A Venezuelan automobile assembly plant, MMC, intends to restart output of Hyundai Motor vehicles by 2018 following a five-year stop because of a lack of dollars from the government to import parts, a company executive stated.
Automobile assembly has almost ground to a halt in the crisis-stricken OPEC country for absence of parts of assembly. The nation’s currency controls need businesses to get dollars through the government, however low oil costs have left it without enough hard currency to pay out.
MMC, which assembles and offers Hyundai and Mitsubishi vehicles in Venezuela, prepares to sell imported automobiles in the coming months as it brings the factory back.

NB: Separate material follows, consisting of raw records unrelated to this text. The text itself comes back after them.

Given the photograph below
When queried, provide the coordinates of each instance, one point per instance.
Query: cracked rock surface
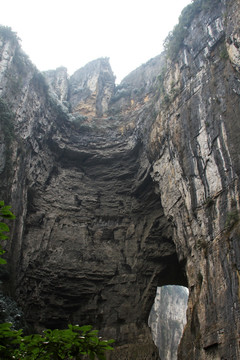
(120, 189)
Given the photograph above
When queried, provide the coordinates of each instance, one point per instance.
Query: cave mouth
(167, 319)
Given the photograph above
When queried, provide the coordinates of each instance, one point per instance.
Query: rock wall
(167, 319)
(118, 190)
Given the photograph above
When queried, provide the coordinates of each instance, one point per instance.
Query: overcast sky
(71, 33)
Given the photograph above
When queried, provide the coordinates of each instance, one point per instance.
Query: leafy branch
(76, 342)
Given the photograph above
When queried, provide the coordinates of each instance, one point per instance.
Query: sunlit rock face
(167, 319)
(118, 190)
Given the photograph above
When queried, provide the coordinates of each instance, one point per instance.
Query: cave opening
(167, 319)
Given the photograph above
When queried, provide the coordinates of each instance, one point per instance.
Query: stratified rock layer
(167, 319)
(118, 190)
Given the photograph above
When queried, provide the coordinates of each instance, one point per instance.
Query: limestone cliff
(167, 319)
(118, 190)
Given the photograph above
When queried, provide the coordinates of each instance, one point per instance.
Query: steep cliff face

“The vehicle market is cyclical; it appears like we’ve struck the bottom and we want to be ready for much better times,” MMC Vice President Jose Gomez stated.
“We’re not going to wait for the great times to get here to begin getting ready.”
Venezuela’s recession, defined by triple-digit inflation and persistent product shortages, has annihilated the costs power of a population that for several years had the methods to buy brand-new cars.
Car assembly in 2016 sank to a historical low of 2,849 cars, almost 75 percent less than the year prior, according to Venezuela’s automotive market group.
Assembly plants have also had problem with labor disputes, that have forced a number of plants to stop operations during the last 6 months.
Hyundai’s director for Central and South America, Chenny Park, stated the company was intending to become a favorite in the Venezuelan market.
“We are starting a new age for the Hyundai brand in Venezuela,” stated Park via an interpreter.